Experts recommend opioid treatment agreements and urine drug testing to reduce opioid analgesia misuse, but evidence of their effectiveness has not been systematically reviewed.
To synthesize studies of the association of treatment agreements and urine drug testing with opioid misuse outcomes in outpatients with chronic noncancer pain.
MEDLINE, PsycINFO, EMBASE, Cochrane Central Register of Controlled Clinical Trials (January 1966 to June 2009), reference lists, and expert contacts.
Original research addressing opioid medications, chronic pain, and treatment agreements or urine drug testing, with a sample size of 50 participants or more and published in English, Spanish, or French.
Two investigators independently identified eligible studies, extracted data, and assessed study quality. The outcome of opioid misuse was defined as drug abuse, drug misuse, aberrant drug-related behavior, diversion, or addiction.

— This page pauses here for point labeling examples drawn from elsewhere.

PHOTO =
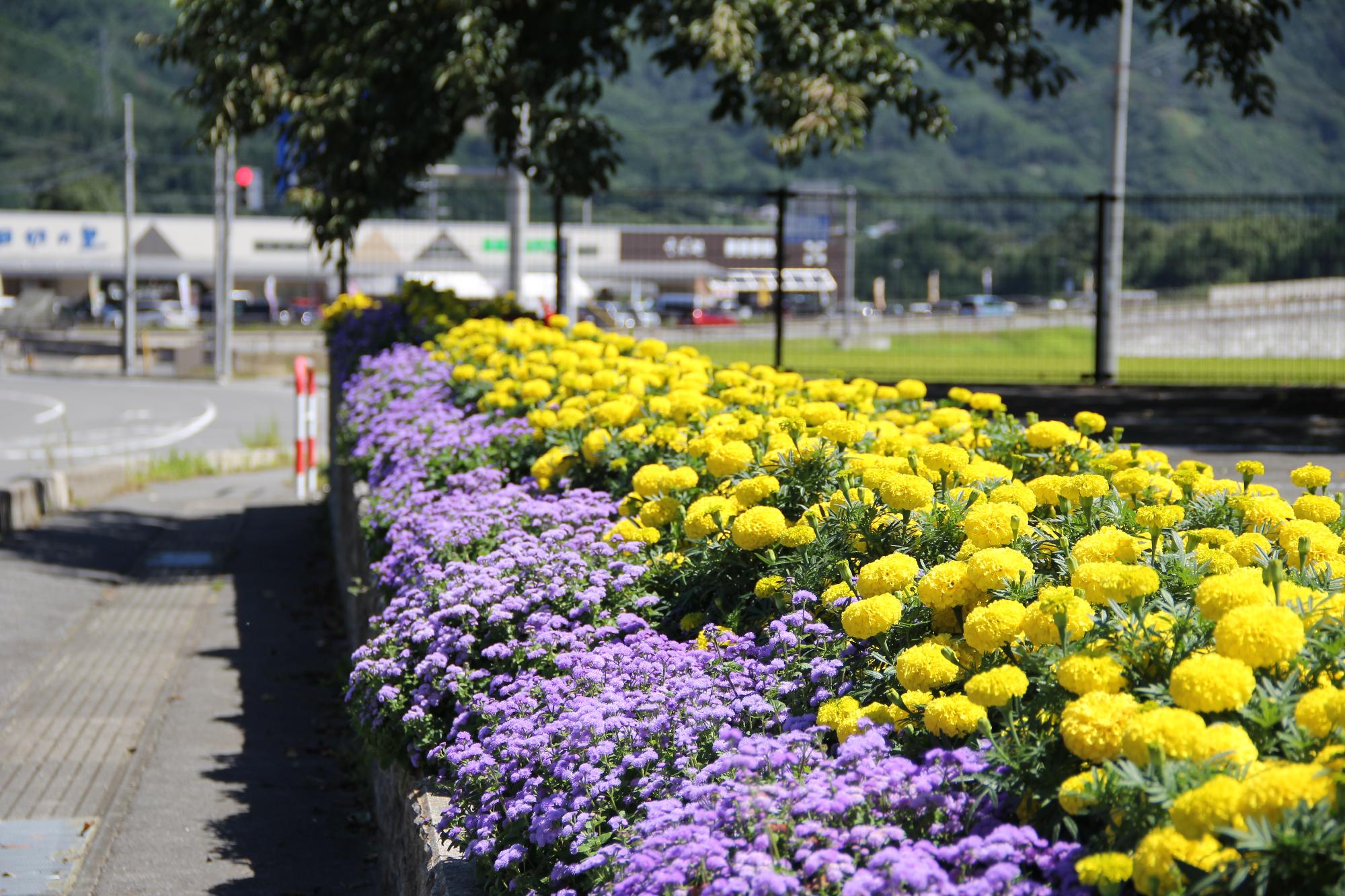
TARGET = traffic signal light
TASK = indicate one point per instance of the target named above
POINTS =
(249, 179)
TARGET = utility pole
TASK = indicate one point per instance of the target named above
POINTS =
(848, 295)
(517, 210)
(225, 206)
(128, 260)
(1110, 280)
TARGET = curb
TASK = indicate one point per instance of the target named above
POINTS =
(26, 501)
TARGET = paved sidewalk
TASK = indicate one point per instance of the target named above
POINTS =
(170, 700)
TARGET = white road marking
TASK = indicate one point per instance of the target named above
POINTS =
(146, 443)
(54, 407)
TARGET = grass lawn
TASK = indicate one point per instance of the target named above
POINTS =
(1051, 356)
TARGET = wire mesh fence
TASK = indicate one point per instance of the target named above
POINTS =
(949, 288)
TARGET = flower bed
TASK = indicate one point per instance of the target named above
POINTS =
(662, 627)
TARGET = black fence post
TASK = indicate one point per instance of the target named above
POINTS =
(781, 202)
(1102, 298)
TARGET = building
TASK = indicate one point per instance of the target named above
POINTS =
(73, 253)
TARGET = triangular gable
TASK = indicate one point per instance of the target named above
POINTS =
(154, 244)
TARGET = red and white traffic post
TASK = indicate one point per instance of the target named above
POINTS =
(306, 428)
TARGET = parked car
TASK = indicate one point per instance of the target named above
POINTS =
(703, 318)
(987, 306)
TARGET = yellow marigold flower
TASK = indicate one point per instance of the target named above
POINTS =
(1178, 732)
(945, 585)
(1227, 745)
(627, 530)
(1250, 467)
(759, 528)
(987, 401)
(1091, 725)
(1039, 623)
(1160, 516)
(1015, 493)
(997, 567)
(681, 478)
(1217, 595)
(798, 536)
(891, 573)
(1313, 712)
(1085, 486)
(1213, 684)
(995, 624)
(905, 491)
(1089, 423)
(844, 432)
(751, 493)
(925, 666)
(1132, 482)
(1086, 673)
(1108, 544)
(871, 616)
(1311, 477)
(833, 712)
(1260, 635)
(1156, 872)
(1047, 489)
(1317, 507)
(769, 587)
(730, 459)
(995, 525)
(942, 458)
(1270, 791)
(1105, 869)
(833, 594)
(1074, 791)
(1323, 544)
(910, 389)
(996, 686)
(953, 716)
(1247, 548)
(1265, 512)
(1105, 580)
(660, 513)
(1050, 434)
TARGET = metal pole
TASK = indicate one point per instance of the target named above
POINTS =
(223, 299)
(562, 274)
(1106, 372)
(1104, 356)
(128, 263)
(781, 202)
(848, 296)
(517, 212)
(231, 208)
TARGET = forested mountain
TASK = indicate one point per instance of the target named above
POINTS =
(65, 65)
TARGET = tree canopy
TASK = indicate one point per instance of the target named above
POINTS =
(368, 93)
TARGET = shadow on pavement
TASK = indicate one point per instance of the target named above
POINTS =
(305, 826)
(102, 545)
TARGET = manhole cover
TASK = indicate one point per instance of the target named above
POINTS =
(181, 559)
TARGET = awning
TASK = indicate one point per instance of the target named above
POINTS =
(466, 284)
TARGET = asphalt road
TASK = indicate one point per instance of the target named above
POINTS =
(64, 421)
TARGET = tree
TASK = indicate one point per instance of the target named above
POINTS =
(368, 93)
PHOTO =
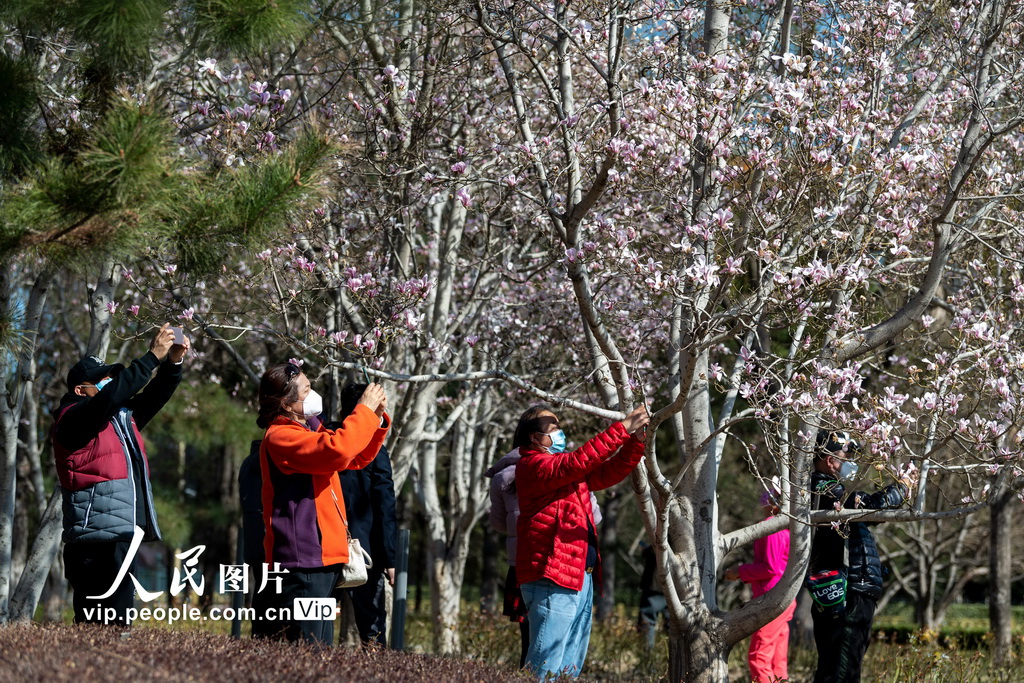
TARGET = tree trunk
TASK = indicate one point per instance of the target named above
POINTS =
(605, 602)
(695, 656)
(444, 606)
(488, 572)
(37, 568)
(1000, 553)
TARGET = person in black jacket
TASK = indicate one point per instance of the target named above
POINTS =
(842, 639)
(370, 501)
(103, 472)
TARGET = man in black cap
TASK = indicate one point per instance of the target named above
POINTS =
(103, 471)
(842, 634)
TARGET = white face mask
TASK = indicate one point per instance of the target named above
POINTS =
(312, 404)
(848, 471)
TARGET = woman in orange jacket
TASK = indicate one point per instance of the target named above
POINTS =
(303, 509)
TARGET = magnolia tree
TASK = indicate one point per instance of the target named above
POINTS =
(91, 179)
(765, 219)
(794, 217)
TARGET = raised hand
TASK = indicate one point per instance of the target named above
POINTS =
(636, 420)
(374, 398)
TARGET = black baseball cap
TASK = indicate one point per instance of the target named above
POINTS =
(90, 370)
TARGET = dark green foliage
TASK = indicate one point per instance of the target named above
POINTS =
(120, 32)
(251, 26)
(110, 195)
(241, 209)
(18, 143)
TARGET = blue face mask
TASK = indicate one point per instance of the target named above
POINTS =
(848, 470)
(557, 441)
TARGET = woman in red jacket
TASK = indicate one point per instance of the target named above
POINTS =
(303, 508)
(557, 554)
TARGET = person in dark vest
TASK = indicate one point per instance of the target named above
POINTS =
(370, 501)
(103, 471)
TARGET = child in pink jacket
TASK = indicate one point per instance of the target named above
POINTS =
(770, 644)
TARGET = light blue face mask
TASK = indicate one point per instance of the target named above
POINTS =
(557, 441)
(848, 470)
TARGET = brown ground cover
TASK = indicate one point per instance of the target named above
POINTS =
(59, 652)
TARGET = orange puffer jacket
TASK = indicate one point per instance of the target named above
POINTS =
(554, 504)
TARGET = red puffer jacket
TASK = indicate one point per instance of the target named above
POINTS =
(554, 504)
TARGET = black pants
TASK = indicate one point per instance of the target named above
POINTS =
(369, 605)
(843, 641)
(317, 583)
(91, 568)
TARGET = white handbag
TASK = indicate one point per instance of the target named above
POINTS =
(354, 571)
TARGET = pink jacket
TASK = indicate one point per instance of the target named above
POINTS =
(770, 556)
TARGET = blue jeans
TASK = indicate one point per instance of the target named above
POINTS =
(559, 626)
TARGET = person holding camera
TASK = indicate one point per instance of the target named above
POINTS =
(303, 505)
(103, 471)
(843, 634)
(373, 519)
(556, 552)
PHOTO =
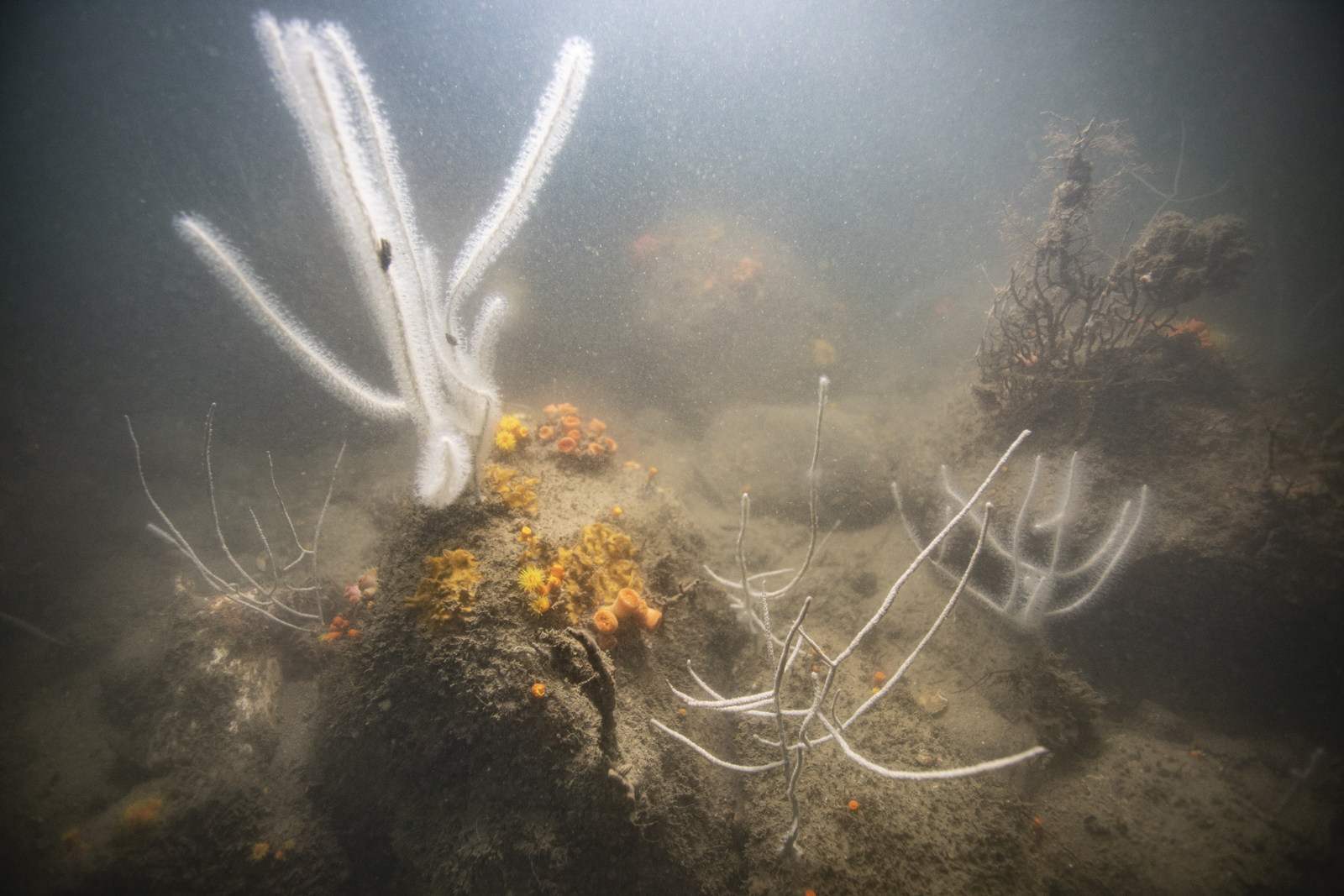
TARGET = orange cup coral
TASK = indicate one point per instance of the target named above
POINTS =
(605, 621)
(629, 605)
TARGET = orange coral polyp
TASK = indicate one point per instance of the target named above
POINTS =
(605, 621)
(627, 604)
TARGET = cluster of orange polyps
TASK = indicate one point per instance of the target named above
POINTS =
(564, 427)
(631, 607)
(340, 627)
(1194, 328)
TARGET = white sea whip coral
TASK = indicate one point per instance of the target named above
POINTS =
(443, 367)
(792, 723)
(1038, 584)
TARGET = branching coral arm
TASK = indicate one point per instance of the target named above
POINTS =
(927, 550)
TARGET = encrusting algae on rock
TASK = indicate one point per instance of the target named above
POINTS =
(598, 567)
(517, 490)
(448, 591)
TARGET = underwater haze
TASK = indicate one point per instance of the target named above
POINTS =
(784, 282)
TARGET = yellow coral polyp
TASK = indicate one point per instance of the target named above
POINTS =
(531, 579)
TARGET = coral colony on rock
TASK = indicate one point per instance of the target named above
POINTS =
(441, 363)
(819, 707)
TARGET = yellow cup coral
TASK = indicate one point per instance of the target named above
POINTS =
(531, 579)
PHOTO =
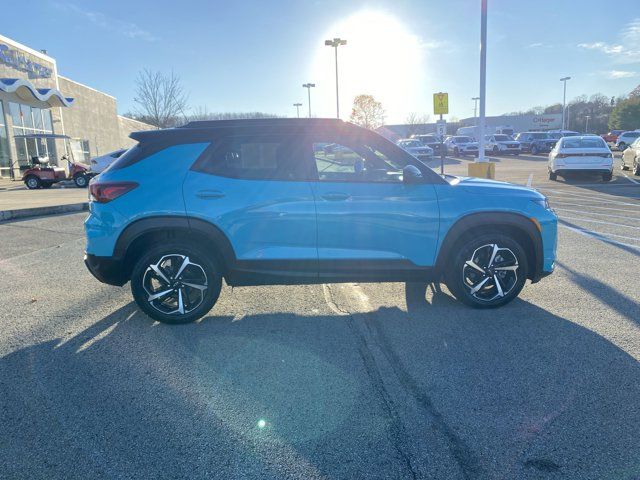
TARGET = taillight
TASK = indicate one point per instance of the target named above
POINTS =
(107, 191)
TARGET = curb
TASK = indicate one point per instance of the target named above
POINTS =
(6, 215)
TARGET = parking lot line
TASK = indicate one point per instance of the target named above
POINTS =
(598, 236)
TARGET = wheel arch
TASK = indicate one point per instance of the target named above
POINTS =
(472, 224)
(140, 233)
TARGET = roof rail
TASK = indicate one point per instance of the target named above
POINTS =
(261, 121)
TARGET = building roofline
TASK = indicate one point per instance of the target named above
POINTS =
(85, 86)
(29, 50)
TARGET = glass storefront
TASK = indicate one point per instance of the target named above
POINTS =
(27, 120)
(5, 161)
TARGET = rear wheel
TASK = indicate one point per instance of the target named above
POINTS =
(32, 182)
(487, 271)
(175, 283)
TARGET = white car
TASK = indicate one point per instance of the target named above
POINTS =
(585, 153)
(500, 144)
(415, 148)
(99, 164)
(461, 145)
(625, 139)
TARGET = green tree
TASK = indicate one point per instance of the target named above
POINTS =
(626, 114)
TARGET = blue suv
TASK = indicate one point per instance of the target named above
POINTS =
(264, 202)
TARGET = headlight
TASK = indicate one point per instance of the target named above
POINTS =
(542, 202)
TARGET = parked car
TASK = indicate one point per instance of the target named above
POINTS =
(558, 134)
(415, 148)
(457, 145)
(631, 157)
(535, 142)
(253, 202)
(501, 144)
(612, 136)
(626, 138)
(99, 164)
(586, 153)
(431, 141)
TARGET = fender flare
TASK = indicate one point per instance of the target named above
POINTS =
(167, 223)
(494, 219)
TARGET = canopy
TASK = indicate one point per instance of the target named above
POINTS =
(24, 90)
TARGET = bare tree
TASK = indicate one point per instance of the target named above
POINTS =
(160, 97)
(367, 112)
(413, 122)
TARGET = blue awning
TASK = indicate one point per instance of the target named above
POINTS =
(25, 90)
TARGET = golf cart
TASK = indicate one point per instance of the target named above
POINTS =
(41, 174)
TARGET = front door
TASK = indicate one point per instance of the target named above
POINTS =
(365, 212)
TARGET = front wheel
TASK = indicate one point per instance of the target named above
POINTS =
(175, 283)
(80, 180)
(487, 271)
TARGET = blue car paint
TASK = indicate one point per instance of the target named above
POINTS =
(295, 220)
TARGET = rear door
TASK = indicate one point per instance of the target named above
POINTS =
(255, 189)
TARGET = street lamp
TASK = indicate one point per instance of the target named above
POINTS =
(475, 106)
(297, 105)
(309, 86)
(564, 98)
(335, 43)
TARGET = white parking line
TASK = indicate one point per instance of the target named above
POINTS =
(601, 222)
(597, 236)
(596, 213)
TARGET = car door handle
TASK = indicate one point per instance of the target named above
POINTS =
(334, 197)
(209, 194)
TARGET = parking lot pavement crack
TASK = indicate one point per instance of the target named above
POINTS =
(462, 453)
(397, 431)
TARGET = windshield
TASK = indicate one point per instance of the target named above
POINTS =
(581, 142)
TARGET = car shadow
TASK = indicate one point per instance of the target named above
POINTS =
(517, 392)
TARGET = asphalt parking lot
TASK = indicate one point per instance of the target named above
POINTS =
(330, 381)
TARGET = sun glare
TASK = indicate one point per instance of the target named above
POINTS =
(381, 58)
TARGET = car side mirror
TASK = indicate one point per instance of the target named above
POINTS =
(411, 175)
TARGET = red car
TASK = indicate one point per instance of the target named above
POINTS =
(612, 136)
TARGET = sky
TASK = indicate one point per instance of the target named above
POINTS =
(254, 55)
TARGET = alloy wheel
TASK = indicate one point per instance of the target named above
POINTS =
(175, 285)
(491, 272)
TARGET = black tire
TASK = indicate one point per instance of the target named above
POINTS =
(80, 180)
(461, 278)
(32, 182)
(201, 270)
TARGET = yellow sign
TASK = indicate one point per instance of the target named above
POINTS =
(441, 103)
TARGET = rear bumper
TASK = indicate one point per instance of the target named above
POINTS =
(108, 270)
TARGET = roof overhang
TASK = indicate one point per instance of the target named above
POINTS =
(24, 90)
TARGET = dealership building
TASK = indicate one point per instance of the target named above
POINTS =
(35, 99)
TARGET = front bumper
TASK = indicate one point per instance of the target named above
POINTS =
(108, 270)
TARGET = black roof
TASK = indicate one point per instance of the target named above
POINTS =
(198, 130)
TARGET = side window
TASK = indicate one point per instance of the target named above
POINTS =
(257, 158)
(355, 162)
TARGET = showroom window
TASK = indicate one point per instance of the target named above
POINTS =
(5, 161)
(28, 120)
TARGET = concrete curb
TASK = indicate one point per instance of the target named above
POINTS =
(6, 215)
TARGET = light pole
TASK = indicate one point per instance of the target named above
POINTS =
(475, 107)
(483, 79)
(309, 86)
(335, 43)
(564, 98)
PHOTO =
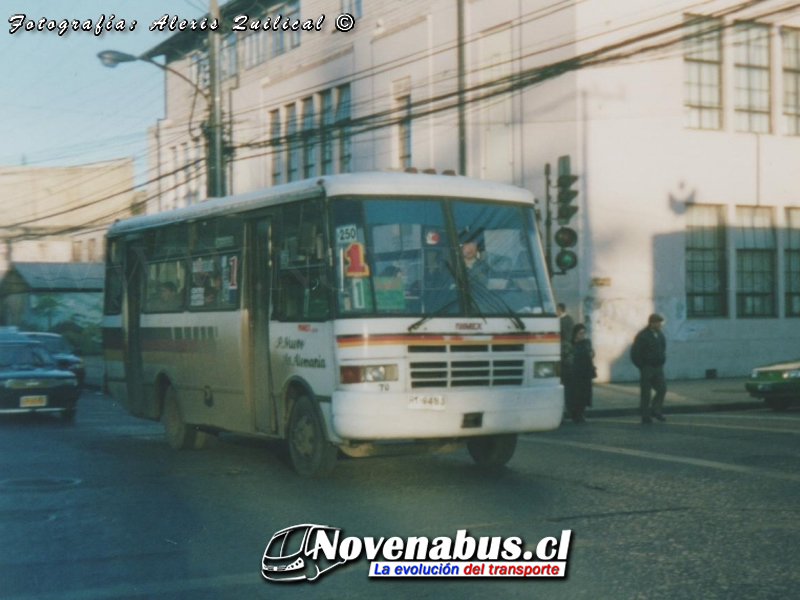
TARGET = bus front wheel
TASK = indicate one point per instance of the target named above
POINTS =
(492, 450)
(310, 452)
(179, 435)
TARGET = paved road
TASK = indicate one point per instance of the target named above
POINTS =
(702, 506)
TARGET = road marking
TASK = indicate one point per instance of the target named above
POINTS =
(148, 589)
(695, 462)
(714, 426)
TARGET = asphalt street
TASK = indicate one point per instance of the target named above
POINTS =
(703, 506)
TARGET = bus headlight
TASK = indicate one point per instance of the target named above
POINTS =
(367, 373)
(544, 369)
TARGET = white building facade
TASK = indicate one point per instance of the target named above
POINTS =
(681, 119)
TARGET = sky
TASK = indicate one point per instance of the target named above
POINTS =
(59, 105)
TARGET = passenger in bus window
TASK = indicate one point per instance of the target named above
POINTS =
(168, 298)
(212, 289)
(477, 267)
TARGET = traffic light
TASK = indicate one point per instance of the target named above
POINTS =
(565, 197)
(566, 237)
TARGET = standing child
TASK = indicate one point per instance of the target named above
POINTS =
(579, 374)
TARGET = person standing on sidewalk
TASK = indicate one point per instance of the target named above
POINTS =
(649, 353)
(567, 324)
(578, 374)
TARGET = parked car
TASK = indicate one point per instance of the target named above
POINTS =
(66, 356)
(31, 381)
(778, 384)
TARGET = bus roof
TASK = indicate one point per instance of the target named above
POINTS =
(350, 184)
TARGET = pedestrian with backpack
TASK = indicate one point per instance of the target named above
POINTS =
(649, 354)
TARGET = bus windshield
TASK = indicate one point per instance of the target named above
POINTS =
(427, 257)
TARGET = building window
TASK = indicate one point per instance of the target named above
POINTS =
(199, 67)
(326, 105)
(706, 262)
(293, 14)
(278, 43)
(404, 131)
(342, 123)
(703, 73)
(228, 64)
(309, 139)
(751, 76)
(292, 168)
(755, 262)
(276, 143)
(352, 7)
(792, 259)
(791, 80)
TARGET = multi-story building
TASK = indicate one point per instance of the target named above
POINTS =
(60, 214)
(681, 120)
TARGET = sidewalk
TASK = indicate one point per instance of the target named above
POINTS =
(683, 396)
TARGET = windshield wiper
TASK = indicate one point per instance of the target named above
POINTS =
(439, 311)
(494, 299)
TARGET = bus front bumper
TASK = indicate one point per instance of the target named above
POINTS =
(446, 412)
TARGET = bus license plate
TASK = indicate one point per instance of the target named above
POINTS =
(30, 401)
(426, 402)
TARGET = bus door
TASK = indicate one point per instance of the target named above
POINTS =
(260, 368)
(131, 329)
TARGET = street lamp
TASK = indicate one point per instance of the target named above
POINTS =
(215, 168)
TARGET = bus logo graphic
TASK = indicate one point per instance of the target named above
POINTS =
(292, 554)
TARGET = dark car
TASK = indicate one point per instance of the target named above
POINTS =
(778, 384)
(31, 381)
(66, 357)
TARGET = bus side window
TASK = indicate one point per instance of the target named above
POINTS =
(303, 286)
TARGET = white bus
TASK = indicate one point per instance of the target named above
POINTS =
(339, 314)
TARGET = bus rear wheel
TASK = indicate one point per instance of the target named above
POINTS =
(178, 434)
(492, 450)
(311, 454)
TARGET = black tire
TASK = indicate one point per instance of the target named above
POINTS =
(178, 434)
(310, 452)
(492, 450)
(777, 404)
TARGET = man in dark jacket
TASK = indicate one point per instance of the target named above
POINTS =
(649, 353)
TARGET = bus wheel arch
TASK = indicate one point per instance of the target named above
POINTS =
(162, 384)
(492, 450)
(310, 451)
(178, 434)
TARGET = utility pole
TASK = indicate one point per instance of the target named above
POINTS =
(548, 221)
(215, 166)
(462, 123)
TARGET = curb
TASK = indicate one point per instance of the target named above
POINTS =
(676, 409)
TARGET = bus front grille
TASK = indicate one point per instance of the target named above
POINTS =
(467, 373)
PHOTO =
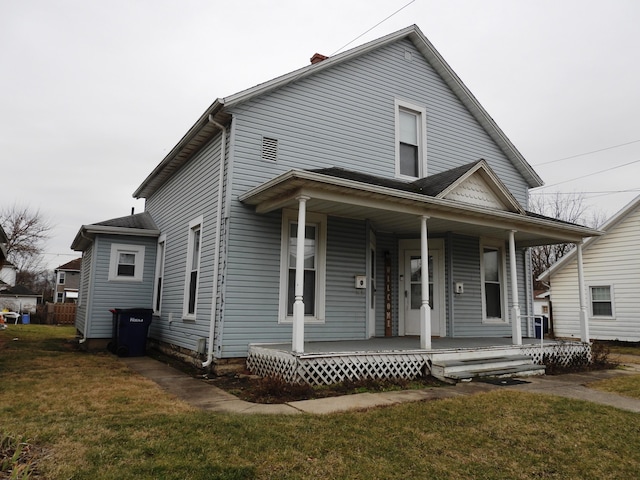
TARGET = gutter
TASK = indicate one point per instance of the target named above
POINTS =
(216, 253)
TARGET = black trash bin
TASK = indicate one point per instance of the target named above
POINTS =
(130, 329)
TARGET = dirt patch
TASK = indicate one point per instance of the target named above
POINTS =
(273, 390)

Of 102 eligible studies, 11 met inclusion criteria; 6 were in pain clinics and 5 were in primary care settings. Four primary care studies examined multicomponent strategies that included interdisciplinary support. All studies were observational and rated as poor to fair quality. In 4 studies with comparison groups, opioid misuse was modestly reduced (7% to 23%) after treatment agreements with or without urine drug testing. In the other 7 studies, the proportion of patients with opioid misuse after treatment agreements, urine drug testing, or both varied widely (3% to 43%).
Diversity of interventions and opioid misuse measures precluded meta-analysis. Most studies evaluated combinations of interventions.
Relatively weak evidence supports the effectiveness of opioid treatment agreements and urine drug testing in reducing opioid misuse by patients with chronic pain. Further research on effective ways to monitor and reduce opioid misuse is needed, especially in primary care settings.
Substance Abuse and Mental Health Services Administration, National Institute on Drug Abuse, and Robert Wood Johnson Foundation.